The most common genre for free ios app is Games.
The most common genre for free android app is Tools, the most common category is Family.

In [40]:
ios_genres = freq_table(ios_free,11)
for genre in ios_genres:
    total = 0
    len_genre = 0
    for row in ios_free:
        genre_app = row[11]
        if genre_app == genre:
            rating = float(row[5])
            total += rating
            len_genre += 1
    avg_rating = total/len_genre
    print(genre + ": " + str(avg_rating))
            

Social Networking: 71548.34905660378
Photo & Video: 28441.54375
Games: 22788.6696905016
Music: 57326.530303030304
Reference: 74942.11111111111
Health & Fitness: 23298.015384615384
Weather: 52279.892857142855
Utilities: 18684.456790123455
Travel: 28243.8
Shopping: 26919.690476190477
News: 21248.023255813954
Navigation: 86090.33333333333
Lifestyle: 16485.764705882353
Entertainment: 14029.830708661417
Food & Drink: 33333.92307692308
Sports: 23008.898550724636
Book: 39758.5
Finance: 31467.944444444445
Education: 7003.983050847458
Productivity: 21028.410714285714
Business: 7491.117647058823
Catalogs: 4004.0
Medical: 612.0


---
Eventhough there are ten times as many Games than Social Networking apps on the ios store, there are more than 3 times as many user reviews for Social Networking than Games.

Photo & Video would be a good middle ground for a new app. There isn't as much choice as Games and the selection isn't as niche as Social Networking.

In [41]:
android_category = freq_table(android_free, 1)
for category in android_category:
    total = 0
    len_category = 0
    for row in android_free:
        category_app = row[1]
        if category_app == category:
            installs = row[5]
            installs = installs.replace('+','')
            installs = installs.replace(',','')
            n_installs = float(installs)
            total += n_installs
            len_category += 1
    avg_category = total/len_category
    print(category + ': ' + str(avg_category))

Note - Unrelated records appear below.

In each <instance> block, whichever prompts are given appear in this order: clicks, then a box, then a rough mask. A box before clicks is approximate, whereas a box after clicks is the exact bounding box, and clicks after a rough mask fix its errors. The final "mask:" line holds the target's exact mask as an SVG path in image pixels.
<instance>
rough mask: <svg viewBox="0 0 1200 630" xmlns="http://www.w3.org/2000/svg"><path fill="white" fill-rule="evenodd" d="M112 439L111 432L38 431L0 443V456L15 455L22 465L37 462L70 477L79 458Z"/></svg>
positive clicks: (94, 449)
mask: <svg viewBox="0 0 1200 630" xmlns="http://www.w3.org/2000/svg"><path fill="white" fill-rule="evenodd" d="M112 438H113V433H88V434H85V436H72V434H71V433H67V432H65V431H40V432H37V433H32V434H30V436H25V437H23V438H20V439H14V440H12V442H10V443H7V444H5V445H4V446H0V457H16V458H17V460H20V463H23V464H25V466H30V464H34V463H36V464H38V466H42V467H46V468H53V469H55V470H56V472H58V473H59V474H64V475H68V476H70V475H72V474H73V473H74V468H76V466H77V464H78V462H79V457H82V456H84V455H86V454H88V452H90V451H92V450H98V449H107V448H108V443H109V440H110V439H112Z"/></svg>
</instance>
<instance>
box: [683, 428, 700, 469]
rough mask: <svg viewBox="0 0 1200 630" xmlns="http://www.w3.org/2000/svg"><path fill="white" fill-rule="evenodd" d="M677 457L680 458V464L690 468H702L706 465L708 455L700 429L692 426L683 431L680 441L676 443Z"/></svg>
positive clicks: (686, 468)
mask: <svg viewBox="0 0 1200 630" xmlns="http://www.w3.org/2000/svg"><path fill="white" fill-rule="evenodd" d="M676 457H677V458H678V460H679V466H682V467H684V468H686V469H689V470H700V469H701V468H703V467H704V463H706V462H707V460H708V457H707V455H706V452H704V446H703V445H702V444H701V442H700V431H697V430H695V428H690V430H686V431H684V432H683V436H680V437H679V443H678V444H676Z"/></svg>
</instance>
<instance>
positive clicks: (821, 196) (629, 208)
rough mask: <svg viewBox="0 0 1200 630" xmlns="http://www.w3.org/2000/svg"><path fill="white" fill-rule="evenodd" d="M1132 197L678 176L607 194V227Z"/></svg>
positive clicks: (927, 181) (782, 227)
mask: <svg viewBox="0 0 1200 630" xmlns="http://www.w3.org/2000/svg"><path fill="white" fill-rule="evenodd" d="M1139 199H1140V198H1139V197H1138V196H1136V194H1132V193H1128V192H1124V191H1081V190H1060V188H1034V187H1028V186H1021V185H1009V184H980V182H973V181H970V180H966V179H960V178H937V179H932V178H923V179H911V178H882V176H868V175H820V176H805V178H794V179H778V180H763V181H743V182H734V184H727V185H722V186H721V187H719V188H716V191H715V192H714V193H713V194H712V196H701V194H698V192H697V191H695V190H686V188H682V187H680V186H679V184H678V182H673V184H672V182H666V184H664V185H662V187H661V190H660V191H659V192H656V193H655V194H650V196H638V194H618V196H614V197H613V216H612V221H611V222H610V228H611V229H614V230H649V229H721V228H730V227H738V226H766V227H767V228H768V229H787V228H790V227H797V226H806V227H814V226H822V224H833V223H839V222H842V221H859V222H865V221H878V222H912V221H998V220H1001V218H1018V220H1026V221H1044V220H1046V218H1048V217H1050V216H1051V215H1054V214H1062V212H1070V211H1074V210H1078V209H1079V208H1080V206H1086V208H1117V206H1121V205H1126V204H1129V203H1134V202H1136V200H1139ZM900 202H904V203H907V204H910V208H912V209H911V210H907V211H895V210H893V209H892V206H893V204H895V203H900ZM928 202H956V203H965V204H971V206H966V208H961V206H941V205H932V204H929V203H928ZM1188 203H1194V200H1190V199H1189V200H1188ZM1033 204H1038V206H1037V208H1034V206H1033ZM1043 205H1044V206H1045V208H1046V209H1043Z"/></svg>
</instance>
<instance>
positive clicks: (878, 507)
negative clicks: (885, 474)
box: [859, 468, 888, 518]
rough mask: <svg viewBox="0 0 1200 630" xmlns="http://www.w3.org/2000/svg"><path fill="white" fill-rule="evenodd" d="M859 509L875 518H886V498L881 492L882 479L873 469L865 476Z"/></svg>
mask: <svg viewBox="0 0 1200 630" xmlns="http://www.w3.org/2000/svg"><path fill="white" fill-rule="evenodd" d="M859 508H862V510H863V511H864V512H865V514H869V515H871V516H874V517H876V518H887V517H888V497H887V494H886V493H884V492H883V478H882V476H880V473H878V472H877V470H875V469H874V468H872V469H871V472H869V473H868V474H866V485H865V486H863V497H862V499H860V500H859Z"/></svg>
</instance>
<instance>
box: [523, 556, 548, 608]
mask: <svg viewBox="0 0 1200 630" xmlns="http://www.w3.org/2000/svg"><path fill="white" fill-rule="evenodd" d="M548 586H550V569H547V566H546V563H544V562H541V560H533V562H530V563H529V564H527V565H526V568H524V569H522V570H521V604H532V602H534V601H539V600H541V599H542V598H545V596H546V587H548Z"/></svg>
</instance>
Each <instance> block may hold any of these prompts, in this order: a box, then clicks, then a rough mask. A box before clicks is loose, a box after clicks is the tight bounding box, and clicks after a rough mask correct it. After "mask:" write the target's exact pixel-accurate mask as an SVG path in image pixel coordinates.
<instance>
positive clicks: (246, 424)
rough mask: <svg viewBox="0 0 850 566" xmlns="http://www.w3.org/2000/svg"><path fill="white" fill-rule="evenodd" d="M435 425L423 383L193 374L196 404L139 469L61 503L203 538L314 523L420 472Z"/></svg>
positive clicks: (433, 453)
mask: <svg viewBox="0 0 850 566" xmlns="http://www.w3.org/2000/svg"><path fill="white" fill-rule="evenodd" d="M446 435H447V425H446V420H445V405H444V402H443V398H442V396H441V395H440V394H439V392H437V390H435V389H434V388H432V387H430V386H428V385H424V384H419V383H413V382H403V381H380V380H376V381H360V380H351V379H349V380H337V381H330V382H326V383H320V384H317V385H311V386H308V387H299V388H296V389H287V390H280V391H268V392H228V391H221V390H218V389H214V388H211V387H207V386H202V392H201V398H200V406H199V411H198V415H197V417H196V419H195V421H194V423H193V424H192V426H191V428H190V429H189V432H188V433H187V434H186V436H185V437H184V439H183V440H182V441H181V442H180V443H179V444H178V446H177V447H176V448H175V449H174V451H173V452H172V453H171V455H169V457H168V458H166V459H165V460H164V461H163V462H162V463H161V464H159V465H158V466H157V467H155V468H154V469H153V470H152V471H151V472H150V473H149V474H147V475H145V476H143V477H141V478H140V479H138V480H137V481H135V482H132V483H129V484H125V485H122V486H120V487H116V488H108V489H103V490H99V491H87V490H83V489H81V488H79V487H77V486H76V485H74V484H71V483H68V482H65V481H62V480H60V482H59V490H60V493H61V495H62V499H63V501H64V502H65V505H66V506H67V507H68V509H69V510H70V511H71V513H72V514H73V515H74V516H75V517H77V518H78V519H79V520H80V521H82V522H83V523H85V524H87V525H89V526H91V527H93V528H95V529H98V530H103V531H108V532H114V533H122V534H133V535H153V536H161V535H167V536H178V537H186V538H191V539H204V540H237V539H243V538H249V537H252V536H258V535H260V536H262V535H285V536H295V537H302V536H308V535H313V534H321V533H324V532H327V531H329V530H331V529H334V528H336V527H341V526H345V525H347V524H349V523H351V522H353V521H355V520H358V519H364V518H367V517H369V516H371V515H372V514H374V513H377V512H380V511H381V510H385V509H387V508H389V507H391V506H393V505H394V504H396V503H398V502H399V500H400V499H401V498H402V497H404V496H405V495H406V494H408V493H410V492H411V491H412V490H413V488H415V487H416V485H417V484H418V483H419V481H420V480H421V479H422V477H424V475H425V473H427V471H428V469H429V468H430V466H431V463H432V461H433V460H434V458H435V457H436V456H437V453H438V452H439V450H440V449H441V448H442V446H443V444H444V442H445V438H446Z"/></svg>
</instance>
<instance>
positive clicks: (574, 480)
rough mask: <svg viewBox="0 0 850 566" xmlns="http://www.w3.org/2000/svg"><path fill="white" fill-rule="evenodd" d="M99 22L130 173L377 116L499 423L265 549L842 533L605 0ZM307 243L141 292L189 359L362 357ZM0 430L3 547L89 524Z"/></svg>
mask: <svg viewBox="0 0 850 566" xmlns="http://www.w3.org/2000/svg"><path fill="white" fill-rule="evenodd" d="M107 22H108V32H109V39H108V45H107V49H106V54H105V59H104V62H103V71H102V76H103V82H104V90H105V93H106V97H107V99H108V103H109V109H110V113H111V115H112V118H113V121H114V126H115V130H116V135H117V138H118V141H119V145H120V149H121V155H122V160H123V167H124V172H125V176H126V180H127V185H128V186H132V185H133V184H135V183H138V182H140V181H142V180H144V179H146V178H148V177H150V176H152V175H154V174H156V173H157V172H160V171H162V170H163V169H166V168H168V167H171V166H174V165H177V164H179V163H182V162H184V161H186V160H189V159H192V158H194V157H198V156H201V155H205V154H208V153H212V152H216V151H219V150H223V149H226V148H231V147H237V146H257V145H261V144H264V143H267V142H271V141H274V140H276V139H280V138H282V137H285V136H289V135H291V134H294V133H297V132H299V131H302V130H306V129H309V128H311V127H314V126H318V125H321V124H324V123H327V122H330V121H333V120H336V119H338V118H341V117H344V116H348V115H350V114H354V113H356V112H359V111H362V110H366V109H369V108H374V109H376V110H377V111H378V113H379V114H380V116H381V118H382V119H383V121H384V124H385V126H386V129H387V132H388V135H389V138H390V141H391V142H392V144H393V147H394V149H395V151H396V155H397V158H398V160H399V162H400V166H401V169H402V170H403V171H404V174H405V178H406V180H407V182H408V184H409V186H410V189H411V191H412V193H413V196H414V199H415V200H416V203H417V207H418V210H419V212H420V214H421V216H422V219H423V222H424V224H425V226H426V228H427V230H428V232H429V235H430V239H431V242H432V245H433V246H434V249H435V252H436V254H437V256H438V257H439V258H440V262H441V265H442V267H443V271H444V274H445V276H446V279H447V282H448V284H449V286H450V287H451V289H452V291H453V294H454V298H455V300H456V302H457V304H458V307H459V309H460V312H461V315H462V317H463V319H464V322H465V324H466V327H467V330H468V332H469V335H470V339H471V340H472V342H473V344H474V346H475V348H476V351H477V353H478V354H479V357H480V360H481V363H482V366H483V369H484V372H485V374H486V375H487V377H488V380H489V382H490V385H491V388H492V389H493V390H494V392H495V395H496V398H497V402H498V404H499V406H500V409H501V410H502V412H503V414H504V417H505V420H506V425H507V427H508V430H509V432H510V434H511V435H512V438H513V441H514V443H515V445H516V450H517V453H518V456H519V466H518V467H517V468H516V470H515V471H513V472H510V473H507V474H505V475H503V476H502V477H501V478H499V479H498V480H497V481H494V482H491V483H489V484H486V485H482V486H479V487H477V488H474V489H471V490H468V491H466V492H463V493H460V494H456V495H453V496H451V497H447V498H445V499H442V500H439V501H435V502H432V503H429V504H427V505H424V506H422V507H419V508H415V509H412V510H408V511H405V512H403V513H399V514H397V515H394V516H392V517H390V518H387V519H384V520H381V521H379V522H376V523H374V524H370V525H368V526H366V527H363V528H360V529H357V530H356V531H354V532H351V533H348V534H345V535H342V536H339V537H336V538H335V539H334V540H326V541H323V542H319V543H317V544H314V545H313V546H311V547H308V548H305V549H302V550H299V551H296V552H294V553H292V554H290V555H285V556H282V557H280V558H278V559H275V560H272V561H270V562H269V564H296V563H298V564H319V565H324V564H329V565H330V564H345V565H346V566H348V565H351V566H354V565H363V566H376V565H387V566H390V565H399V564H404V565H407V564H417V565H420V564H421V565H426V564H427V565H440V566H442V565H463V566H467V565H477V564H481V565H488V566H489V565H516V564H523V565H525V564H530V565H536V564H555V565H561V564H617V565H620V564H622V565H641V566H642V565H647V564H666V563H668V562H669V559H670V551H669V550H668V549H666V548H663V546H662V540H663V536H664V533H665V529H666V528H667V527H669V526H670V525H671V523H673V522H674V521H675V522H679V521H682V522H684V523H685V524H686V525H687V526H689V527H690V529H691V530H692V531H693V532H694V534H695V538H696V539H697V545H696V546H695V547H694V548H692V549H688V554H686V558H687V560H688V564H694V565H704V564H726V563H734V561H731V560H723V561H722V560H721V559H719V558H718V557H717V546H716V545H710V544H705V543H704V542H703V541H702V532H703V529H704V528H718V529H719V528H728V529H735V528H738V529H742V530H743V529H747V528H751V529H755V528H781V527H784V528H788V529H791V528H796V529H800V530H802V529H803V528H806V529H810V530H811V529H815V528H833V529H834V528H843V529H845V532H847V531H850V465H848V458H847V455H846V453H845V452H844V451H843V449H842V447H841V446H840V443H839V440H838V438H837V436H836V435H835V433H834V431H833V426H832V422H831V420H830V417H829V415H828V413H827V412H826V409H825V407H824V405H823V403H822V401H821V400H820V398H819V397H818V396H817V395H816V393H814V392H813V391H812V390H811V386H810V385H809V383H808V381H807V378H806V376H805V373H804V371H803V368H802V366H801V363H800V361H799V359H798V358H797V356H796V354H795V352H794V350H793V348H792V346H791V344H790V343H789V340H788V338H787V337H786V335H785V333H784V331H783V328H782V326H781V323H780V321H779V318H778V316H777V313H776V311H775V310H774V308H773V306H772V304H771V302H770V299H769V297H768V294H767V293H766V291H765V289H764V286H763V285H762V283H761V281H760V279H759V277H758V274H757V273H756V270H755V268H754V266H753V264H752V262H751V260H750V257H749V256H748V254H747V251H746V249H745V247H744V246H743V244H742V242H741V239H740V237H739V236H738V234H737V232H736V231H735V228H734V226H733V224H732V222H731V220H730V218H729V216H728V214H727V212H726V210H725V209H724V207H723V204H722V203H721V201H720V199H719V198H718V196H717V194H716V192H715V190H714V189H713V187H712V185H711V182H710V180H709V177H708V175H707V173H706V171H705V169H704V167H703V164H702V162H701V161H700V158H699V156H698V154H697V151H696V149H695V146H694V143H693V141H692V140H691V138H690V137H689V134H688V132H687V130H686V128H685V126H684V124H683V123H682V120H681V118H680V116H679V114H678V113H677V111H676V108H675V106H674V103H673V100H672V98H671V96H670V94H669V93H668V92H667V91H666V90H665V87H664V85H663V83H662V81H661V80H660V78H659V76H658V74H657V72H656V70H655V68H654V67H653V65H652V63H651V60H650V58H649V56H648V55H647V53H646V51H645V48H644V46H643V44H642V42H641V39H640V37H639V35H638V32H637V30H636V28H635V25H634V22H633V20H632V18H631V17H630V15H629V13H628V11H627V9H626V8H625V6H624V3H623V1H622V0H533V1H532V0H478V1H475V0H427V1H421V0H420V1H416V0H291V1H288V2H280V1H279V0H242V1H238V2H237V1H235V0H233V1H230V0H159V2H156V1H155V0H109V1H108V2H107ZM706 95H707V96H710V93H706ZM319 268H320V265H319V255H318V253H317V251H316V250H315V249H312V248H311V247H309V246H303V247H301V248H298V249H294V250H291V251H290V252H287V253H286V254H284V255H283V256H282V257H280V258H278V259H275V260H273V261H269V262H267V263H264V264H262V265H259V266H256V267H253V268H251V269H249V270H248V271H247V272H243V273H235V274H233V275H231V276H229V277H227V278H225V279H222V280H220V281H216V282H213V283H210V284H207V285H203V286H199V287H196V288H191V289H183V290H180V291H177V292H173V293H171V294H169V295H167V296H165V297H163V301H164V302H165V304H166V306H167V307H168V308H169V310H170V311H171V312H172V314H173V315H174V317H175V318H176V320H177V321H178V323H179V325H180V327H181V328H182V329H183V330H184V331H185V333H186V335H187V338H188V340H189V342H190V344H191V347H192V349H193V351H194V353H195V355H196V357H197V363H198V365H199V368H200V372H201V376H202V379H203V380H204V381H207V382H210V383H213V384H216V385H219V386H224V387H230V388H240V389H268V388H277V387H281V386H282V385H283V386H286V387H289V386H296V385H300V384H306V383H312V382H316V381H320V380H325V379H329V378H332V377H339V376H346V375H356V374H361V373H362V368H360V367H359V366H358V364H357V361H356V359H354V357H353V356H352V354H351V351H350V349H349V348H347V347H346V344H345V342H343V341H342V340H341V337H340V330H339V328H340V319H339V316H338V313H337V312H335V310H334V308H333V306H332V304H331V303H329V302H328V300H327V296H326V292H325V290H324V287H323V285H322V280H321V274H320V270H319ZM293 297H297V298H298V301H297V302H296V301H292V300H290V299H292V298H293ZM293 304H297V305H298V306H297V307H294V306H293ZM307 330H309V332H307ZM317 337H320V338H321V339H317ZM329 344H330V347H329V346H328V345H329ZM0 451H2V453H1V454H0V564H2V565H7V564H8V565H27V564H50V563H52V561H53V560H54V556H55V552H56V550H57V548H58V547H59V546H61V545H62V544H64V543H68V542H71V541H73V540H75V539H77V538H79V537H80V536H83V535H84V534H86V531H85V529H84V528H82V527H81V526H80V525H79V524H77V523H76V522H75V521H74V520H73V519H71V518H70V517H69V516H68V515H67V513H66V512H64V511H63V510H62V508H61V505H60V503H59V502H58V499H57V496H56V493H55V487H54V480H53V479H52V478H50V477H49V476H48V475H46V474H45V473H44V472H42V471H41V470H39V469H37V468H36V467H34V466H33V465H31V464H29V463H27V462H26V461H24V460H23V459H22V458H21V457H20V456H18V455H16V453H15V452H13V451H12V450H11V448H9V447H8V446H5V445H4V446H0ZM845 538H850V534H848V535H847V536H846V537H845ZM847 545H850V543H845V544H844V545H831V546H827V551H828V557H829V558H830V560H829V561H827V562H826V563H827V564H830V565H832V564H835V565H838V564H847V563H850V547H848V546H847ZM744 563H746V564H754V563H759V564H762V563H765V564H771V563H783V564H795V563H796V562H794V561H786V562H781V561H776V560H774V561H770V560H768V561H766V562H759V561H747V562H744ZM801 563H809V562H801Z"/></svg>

ART_AND_DESIGN: 1986335.0877192982
AUTO_AND_VEHICLES: 647317.8170731707
BEAUTY: 513151.88679245283
BOOKS_AND_REFERENCE: 8767811.894736841
BUSINESS: 1712290.1474201474
COMICS: 817657.2727272727
COMMUNICATION: 38456119.167247385
DATING: 854028.8303030303
EDUCATION: 1833495.145631068
ENTERTAINMENT: 11640705.88235294
EVENTS: 253542.22222222222
FINANCE: 1387692.475609756
FOOD_AND_DRINK: 1924897.7363636363
HEALTH_AND_FITNESS: 4188821.9853479853
HOUSE_AND_HOME: 1331540.5616438356
LIBRARIES_AND_DEMO: 638503.734939759
LIFESTYLE: 1437816.2687861272
GAME: 15588015.603248259
FAMILY: 3697848.1731343283
MEDICAL: 120550.61980830671
SOCIAL: 23253652.127118643
SHOPPING: 7036877.311557789
PHOTOGRAPHY: 17840110.40229885
SPORTS: 3638640.1428571427
TRAVEL_AND_LOCAL: 13984077.710144928
TOOLS: 10801391.298666667
PERSONALIZATION: 5201482.6122448975
PRODUCTIVITY: 16787331.344927534
PARENTING: 542603.6206896552
WEATHER: 5074486.197183099
VIDEO_PLAYERS: 24727872.452830188
NEWS_AND_MAGAZINES: 9549178.467741935
MA

There are only 57 Art & Design apps on the google play store, but they have been downloading nearly 2M times.